Hair was shorn where curls and tresses straightened by the labor of heat should have been. Miscellaneous greens and pinks where tamed blondes, brunettes, and browns should have sat on their crowns. Baseball t-shirts and cut-off jean shorts exchanged for the tube tops and dresses that had spent years constricting and limiting the ways their bodies longed to move; freely. There, beside this woman who wanted to love me beyond my years, I unravelled the performance I had been prepared to carry for a lifetime. One that I had been groomed for since I had bloomed out of baggy Sean John tees stolen borrowed from my brother’s closet with the glee of a teenage girl trying to be cool.
Then, teenage me, bowing and bending to a new body finding its curves where my old one had been, I had chosen a womanhood crafted by TV and magazine archetypes more interested in capitalism than my person-hood. To be woman in this realm, meant to be sexy, with the right hair, the right face, the right make up, the right clothes and most importantly: the right combination of fuckability and demureness. Sexy, with a capital S and a small y. In contrast, these women didn’t give a fuck about fitting in this realm. Here, I could reclaim the young woman I had lost amidst the noise of who and what I was supposed to be.
Over the course of the next few years, I steadily walked away from this performance of ascribed femininity. I went natural. Then chopped off my hair (a decision I have questioned repeatedly as I try and embrace this new struggle life where I plead with my hair to grow and it looks back at me sideways). I decided on a sexy untrained for the male gaze and better suited for cold Minnesota nights and the inspired inebriated excesses of youth. A sexy that wanted to love itself more than it wanted others to love it. Finding comfort in clothes that held me, not my breath. Hems that gave my legs room to cross, and neck lines that accentuated the three beauty marks that scatter my neck in a constellation of pigmentation. My current personal style remains an embodiment of these basic tenets: cozy, comfortable, liberated.

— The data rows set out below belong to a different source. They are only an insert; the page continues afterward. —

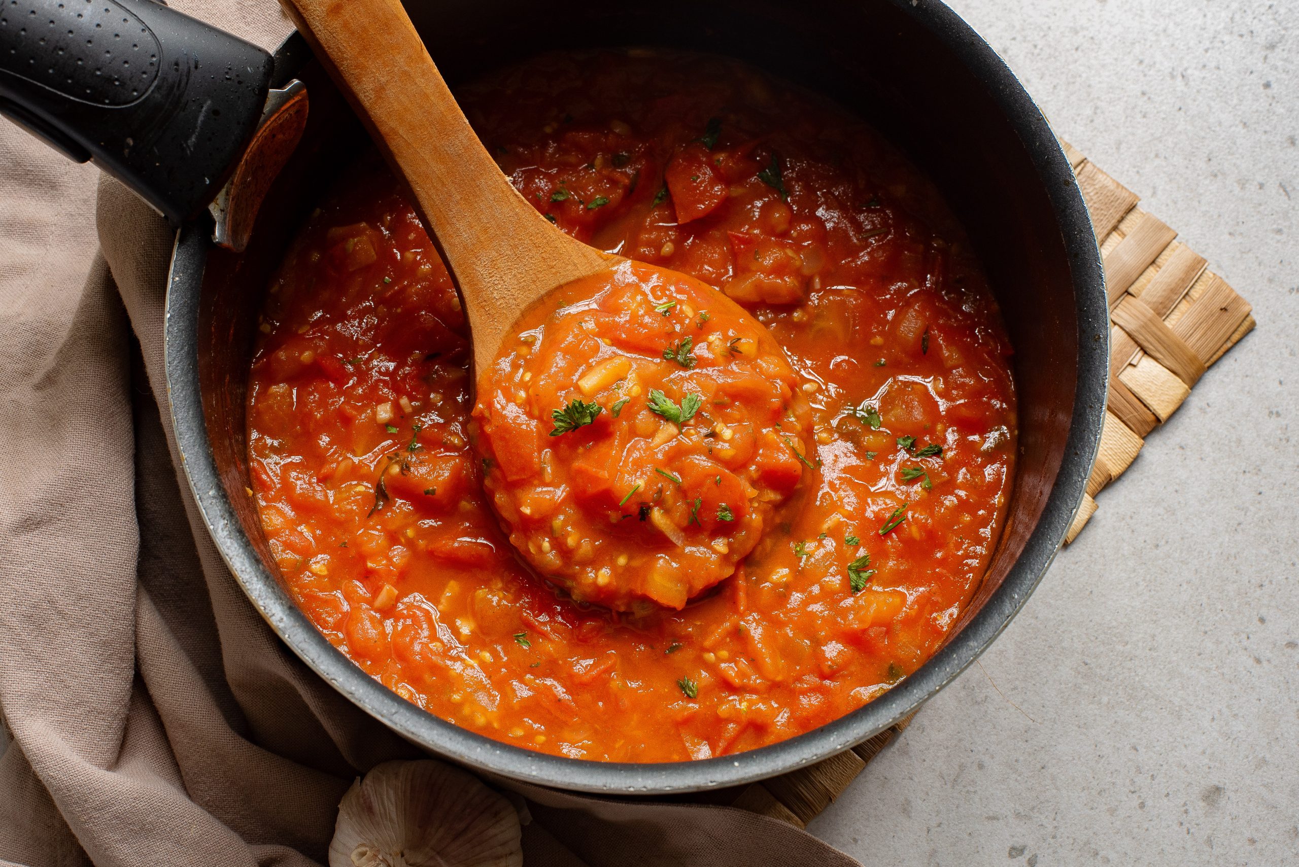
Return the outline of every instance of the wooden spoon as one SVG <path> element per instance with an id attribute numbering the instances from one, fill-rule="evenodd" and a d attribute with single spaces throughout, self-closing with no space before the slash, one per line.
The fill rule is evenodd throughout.
<path id="1" fill-rule="evenodd" d="M 536 299 L 625 261 L 569 238 L 511 186 L 397 0 L 282 0 L 414 193 L 451 269 L 474 379 Z"/>

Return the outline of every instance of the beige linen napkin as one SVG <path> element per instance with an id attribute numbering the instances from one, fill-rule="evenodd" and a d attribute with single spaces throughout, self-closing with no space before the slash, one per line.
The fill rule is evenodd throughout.
<path id="1" fill-rule="evenodd" d="M 182 9 L 287 31 L 269 3 Z M 96 177 L 0 121 L 0 864 L 323 863 L 356 775 L 416 753 L 288 652 L 197 520 L 162 378 L 174 234 Z M 857 863 L 742 810 L 518 792 L 529 864 Z"/>

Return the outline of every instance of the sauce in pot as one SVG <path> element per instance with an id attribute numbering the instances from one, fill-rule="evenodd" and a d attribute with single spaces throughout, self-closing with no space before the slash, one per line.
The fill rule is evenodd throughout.
<path id="1" fill-rule="evenodd" d="M 581 489 L 596 517 L 639 524 L 637 497 L 653 509 L 646 482 L 661 483 L 665 514 L 692 533 L 682 549 L 735 541 L 737 528 L 718 526 L 721 506 L 738 518 L 739 496 L 748 500 L 740 483 L 766 478 L 778 496 L 734 575 L 679 610 L 582 604 L 530 572 L 482 487 L 486 478 L 488 491 L 503 489 L 509 458 L 496 452 L 485 467 L 470 448 L 469 345 L 453 287 L 397 183 L 370 157 L 286 254 L 249 379 L 253 495 L 301 609 L 429 713 L 596 761 L 753 749 L 829 723 L 914 671 L 983 575 L 1016 449 L 1009 344 L 931 184 L 859 121 L 729 60 L 548 56 L 461 103 L 514 186 L 560 228 L 717 287 L 672 299 L 666 317 L 652 306 L 669 299 L 652 296 L 655 328 L 643 334 L 603 332 L 599 321 L 590 332 L 609 341 L 608 358 L 644 361 L 642 392 L 621 411 L 633 411 L 629 424 L 648 419 L 646 443 L 665 421 L 648 406 L 651 387 L 678 411 L 700 396 L 694 418 L 677 424 L 675 437 L 694 431 L 685 450 L 642 456 L 651 471 L 625 474 L 643 465 L 618 456 L 614 428 L 540 431 L 538 472 L 549 461 L 552 476 L 534 487 L 565 487 L 574 501 Z M 792 421 L 785 409 L 729 419 L 722 405 L 714 417 L 718 391 L 664 357 L 686 336 L 688 354 L 713 353 L 726 299 L 783 349 L 790 370 L 765 387 L 788 389 Z M 587 326 L 572 313 L 564 328 L 578 334 Z M 647 343 L 613 350 L 637 339 Z M 512 375 L 546 370 L 518 361 Z M 590 372 L 551 379 L 581 388 Z M 605 422 L 622 400 L 618 382 L 630 388 L 626 375 L 595 376 L 599 388 L 583 396 Z M 566 409 L 553 387 L 553 409 Z M 788 444 L 774 434 L 782 423 Z M 718 485 L 714 465 L 735 484 Z M 544 523 L 533 537 L 572 554 L 581 527 Z M 621 556 L 659 562 L 669 550 L 640 531 L 588 561 L 596 579 Z M 695 571 L 679 574 L 692 596 Z"/>

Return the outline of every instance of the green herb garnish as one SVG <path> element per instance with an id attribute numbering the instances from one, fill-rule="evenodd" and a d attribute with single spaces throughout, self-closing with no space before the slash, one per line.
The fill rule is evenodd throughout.
<path id="1" fill-rule="evenodd" d="M 681 398 L 681 406 L 677 406 L 657 388 L 650 389 L 650 411 L 657 413 L 678 426 L 685 424 L 694 418 L 695 413 L 698 413 L 699 408 L 703 405 L 703 395 L 686 395 Z"/>
<path id="2" fill-rule="evenodd" d="M 695 366 L 695 357 L 690 354 L 690 350 L 695 348 L 694 337 L 682 337 L 681 343 L 675 343 L 662 350 L 664 361 L 675 361 L 682 367 L 690 369 Z"/>
<path id="3" fill-rule="evenodd" d="M 604 408 L 595 401 L 587 404 L 581 397 L 577 397 L 564 409 L 551 410 L 551 419 L 555 422 L 555 430 L 551 431 L 551 436 L 568 434 L 569 431 L 575 431 L 585 424 L 590 424 L 603 409 Z"/>
<path id="4" fill-rule="evenodd" d="M 783 439 L 785 439 L 785 444 L 786 444 L 787 446 L 790 446 L 790 452 L 794 452 L 794 457 L 796 457 L 796 458 L 799 459 L 799 462 L 800 462 L 800 463 L 801 463 L 803 466 L 805 466 L 805 467 L 807 467 L 808 470 L 816 470 L 816 465 L 814 465 L 814 463 L 812 463 L 811 461 L 808 461 L 808 459 L 807 459 L 807 458 L 805 458 L 805 457 L 803 456 L 803 453 L 801 453 L 801 452 L 799 452 L 799 450 L 798 450 L 796 448 L 794 448 L 794 444 L 792 444 L 792 443 L 790 443 L 790 437 L 787 437 L 787 436 L 786 436 L 786 437 L 783 437 Z"/>
<path id="5" fill-rule="evenodd" d="M 781 171 L 781 160 L 774 153 L 772 154 L 772 164 L 757 173 L 757 179 L 781 193 L 783 201 L 790 200 L 790 193 L 785 189 L 785 173 Z"/>
<path id="6" fill-rule="evenodd" d="M 903 482 L 913 482 L 916 479 L 920 479 L 920 487 L 924 488 L 925 491 L 933 491 L 934 489 L 934 483 L 929 480 L 929 474 L 925 472 L 924 467 L 903 467 L 902 469 L 902 480 Z"/>
<path id="7" fill-rule="evenodd" d="M 865 422 L 870 426 L 870 430 L 878 431 L 879 426 L 883 424 L 883 419 L 879 418 L 879 410 L 877 410 L 870 404 L 863 402 L 861 406 L 848 406 L 848 411 L 852 413 L 857 421 Z"/>
<path id="8" fill-rule="evenodd" d="M 627 505 L 627 500 L 630 500 L 631 495 L 634 495 L 639 489 L 640 489 L 640 483 L 637 482 L 637 487 L 631 488 L 631 491 L 627 491 L 627 496 L 622 497 L 622 500 L 618 502 L 618 509 Z"/>
<path id="9" fill-rule="evenodd" d="M 885 526 L 879 528 L 881 536 L 887 536 L 898 527 L 898 524 L 900 524 L 903 520 L 907 519 L 907 515 L 904 513 L 907 511 L 908 505 L 909 504 L 904 502 L 892 510 L 892 514 L 889 515 L 889 520 L 886 520 Z"/>
<path id="10" fill-rule="evenodd" d="M 866 589 L 866 584 L 874 574 L 876 570 L 870 568 L 870 554 L 863 554 L 848 563 L 848 587 L 853 593 L 860 593 Z"/>

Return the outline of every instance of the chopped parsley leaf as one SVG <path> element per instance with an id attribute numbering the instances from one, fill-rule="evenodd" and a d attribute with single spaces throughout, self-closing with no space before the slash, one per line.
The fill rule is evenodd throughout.
<path id="1" fill-rule="evenodd" d="M 785 189 L 785 173 L 781 171 L 781 160 L 774 153 L 772 154 L 770 165 L 757 173 L 757 179 L 781 193 L 783 201 L 790 200 L 790 193 Z"/>
<path id="2" fill-rule="evenodd" d="M 640 489 L 640 483 L 637 482 L 635 487 L 631 488 L 631 491 L 627 491 L 627 496 L 622 497 L 621 502 L 618 502 L 618 507 L 621 509 L 622 506 L 627 505 L 627 500 L 630 500 L 631 495 L 634 495 L 639 489 Z"/>
<path id="3" fill-rule="evenodd" d="M 879 418 L 879 410 L 870 404 L 863 402 L 861 406 L 850 405 L 848 411 L 852 413 L 859 421 L 869 424 L 872 431 L 878 431 L 879 426 L 883 424 L 883 419 Z"/>
<path id="4" fill-rule="evenodd" d="M 583 402 L 581 397 L 573 398 L 573 401 L 564 409 L 551 410 L 551 419 L 555 422 L 555 430 L 551 431 L 551 436 L 568 434 L 569 431 L 575 431 L 585 424 L 590 424 L 603 409 L 604 408 L 595 401 L 587 404 Z"/>
<path id="5" fill-rule="evenodd" d="M 870 554 L 863 554 L 848 563 L 848 587 L 853 593 L 860 593 L 866 589 L 866 584 L 874 574 L 876 570 L 870 568 Z"/>
<path id="6" fill-rule="evenodd" d="M 690 353 L 694 348 L 694 337 L 682 337 L 681 343 L 675 343 L 662 350 L 664 361 L 675 361 L 678 365 L 688 370 L 695 366 L 695 357 Z"/>
<path id="7" fill-rule="evenodd" d="M 785 439 L 785 444 L 787 446 L 790 446 L 790 452 L 794 452 L 794 457 L 796 457 L 799 459 L 799 463 L 801 463 L 803 466 L 805 466 L 808 470 L 816 470 L 816 465 L 812 463 L 811 461 L 808 461 L 807 457 L 804 457 L 801 452 L 799 452 L 796 448 L 794 448 L 794 444 L 790 443 L 790 437 L 786 436 L 783 439 Z"/>
<path id="8" fill-rule="evenodd" d="M 896 509 L 892 510 L 892 514 L 889 515 L 889 520 L 886 520 L 885 526 L 879 528 L 879 535 L 881 536 L 887 536 L 890 532 L 892 532 L 898 527 L 898 524 L 900 524 L 902 522 L 904 522 L 907 519 L 905 511 L 907 511 L 907 506 L 909 504 L 904 502 L 904 504 L 902 504 L 900 506 L 898 506 Z"/>
<path id="9" fill-rule="evenodd" d="M 903 482 L 913 482 L 920 479 L 920 487 L 925 491 L 933 491 L 934 483 L 929 480 L 929 474 L 925 472 L 924 467 L 903 467 L 902 469 Z"/>
<path id="10" fill-rule="evenodd" d="M 657 388 L 650 389 L 650 411 L 657 413 L 678 426 L 685 424 L 694 418 L 695 413 L 698 413 L 699 408 L 703 405 L 704 398 L 701 395 L 686 395 L 681 398 L 681 406 L 677 406 L 677 404 L 669 400 L 668 396 Z"/>

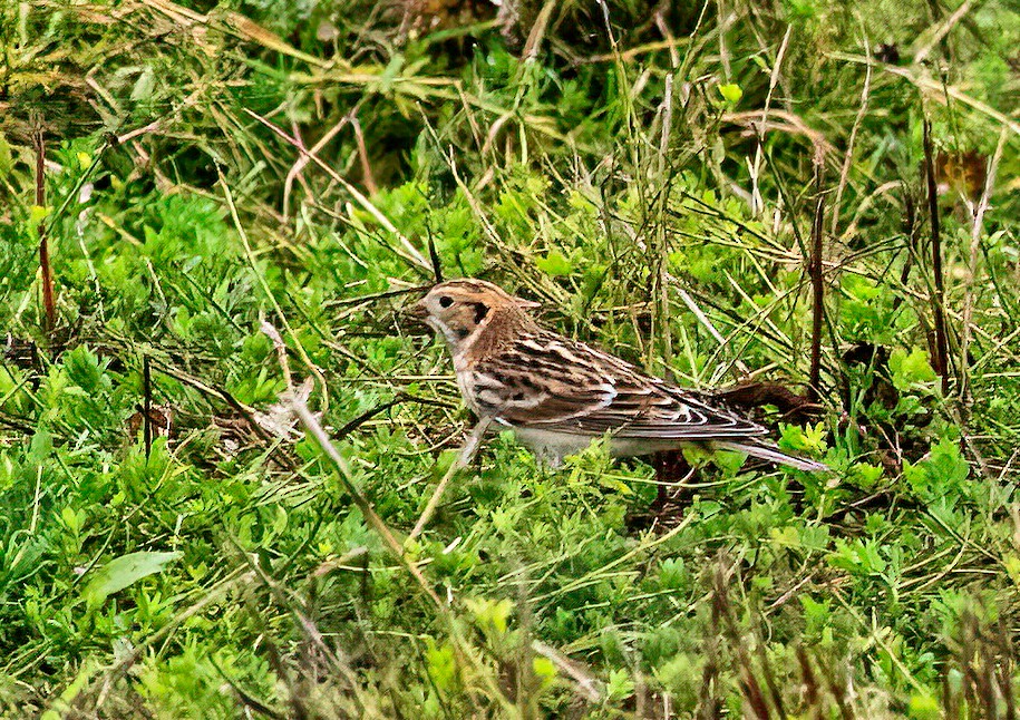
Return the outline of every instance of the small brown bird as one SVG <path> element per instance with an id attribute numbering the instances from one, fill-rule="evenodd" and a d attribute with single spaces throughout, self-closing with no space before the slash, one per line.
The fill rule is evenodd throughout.
<path id="1" fill-rule="evenodd" d="M 786 455 L 762 439 L 766 428 L 711 407 L 694 391 L 545 330 L 528 314 L 537 307 L 489 282 L 463 279 L 439 283 L 416 310 L 446 339 L 467 406 L 513 428 L 550 465 L 608 434 L 614 456 L 701 445 L 802 470 L 828 469 Z"/>

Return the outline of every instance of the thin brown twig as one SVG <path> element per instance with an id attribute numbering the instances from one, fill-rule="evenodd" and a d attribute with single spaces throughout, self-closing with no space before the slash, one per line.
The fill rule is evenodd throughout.
<path id="1" fill-rule="evenodd" d="M 970 402 L 970 343 L 971 343 L 971 318 L 974 311 L 974 276 L 978 273 L 978 254 L 981 250 L 981 234 L 984 228 L 984 213 L 988 212 L 989 202 L 992 196 L 992 188 L 995 185 L 995 175 L 999 172 L 999 160 L 1002 158 L 1002 150 L 1006 147 L 1006 140 L 1009 134 L 1006 128 L 999 134 L 999 144 L 995 146 L 995 153 L 988 164 L 988 173 L 984 176 L 984 191 L 981 193 L 981 200 L 978 206 L 972 207 L 971 217 L 971 246 L 970 262 L 968 263 L 966 283 L 963 292 L 963 327 L 960 339 L 960 400 L 964 407 Z M 970 205 L 970 203 L 968 203 Z"/>
<path id="2" fill-rule="evenodd" d="M 42 135 L 42 123 L 36 128 L 36 205 L 46 207 L 46 140 Z M 57 327 L 57 303 L 54 300 L 54 271 L 49 262 L 49 235 L 46 223 L 39 221 L 39 272 L 42 279 L 42 308 L 45 312 L 46 334 Z"/>
<path id="3" fill-rule="evenodd" d="M 939 224 L 939 189 L 932 159 L 932 124 L 924 118 L 924 174 L 927 179 L 927 212 L 932 226 L 932 274 L 935 292 L 932 296 L 932 319 L 935 327 L 935 372 L 942 378 L 942 393 L 949 392 L 949 342 L 945 335 L 945 279 L 942 273 L 942 236 Z"/>
<path id="4" fill-rule="evenodd" d="M 819 158 L 820 159 L 820 158 Z M 820 395 L 822 327 L 825 322 L 825 279 L 822 269 L 825 230 L 825 195 L 822 193 L 824 166 L 815 163 L 815 217 L 812 222 L 812 255 L 808 272 L 812 278 L 812 360 L 808 372 L 808 393 L 812 400 Z"/>

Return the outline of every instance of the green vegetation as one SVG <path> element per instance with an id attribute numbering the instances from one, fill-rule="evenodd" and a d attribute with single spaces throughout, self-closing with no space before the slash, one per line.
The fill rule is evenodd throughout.
<path id="1" fill-rule="evenodd" d="M 1018 7 L 669 4 L 0 2 L 4 717 L 1014 717 Z M 834 476 L 493 436 L 414 534 L 433 255 L 705 390 L 820 289 Z"/>

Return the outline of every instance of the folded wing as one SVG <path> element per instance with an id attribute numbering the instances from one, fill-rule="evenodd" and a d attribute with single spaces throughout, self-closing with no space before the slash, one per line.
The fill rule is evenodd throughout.
<path id="1" fill-rule="evenodd" d="M 508 425 L 619 437 L 725 440 L 767 430 L 632 364 L 552 333 L 475 367 L 479 411 Z"/>

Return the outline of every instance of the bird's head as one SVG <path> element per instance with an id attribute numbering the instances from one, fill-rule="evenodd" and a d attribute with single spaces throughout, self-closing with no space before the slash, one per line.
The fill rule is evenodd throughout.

When I had eventually reclaimed enough of my body to realize that it was mine to do with as I pleased—consensually, painfully, delicately, brazenly—I did return to sexy. Coming back to find this inner Sasha Fierce on those nights I needed to disinter the long legs gifted to me as the tallest in my family (we are a camaraderie of shortness and affability). Repatriating sexy on hot days when I wanted to watch the curve of my bosom rise on the beauty mark atop my heart and their roving eyes stumble upon my heart. Emigrating sexy for birthday celebrations, anniversaries, and date nights that packed in high hems, corsets, and lace tucked underneath fitted dresses. Little reminders that when and if I decided on conscription rather than outright rebellion, I commanded a dominion of salaciousness.
That in the sway of my hips under black velvet and ankles traipsing in nude stilettos, I can take sexy back, sowing diamonds in the space between my thighs on those nights when I am still (unapologetically) unable to twerk.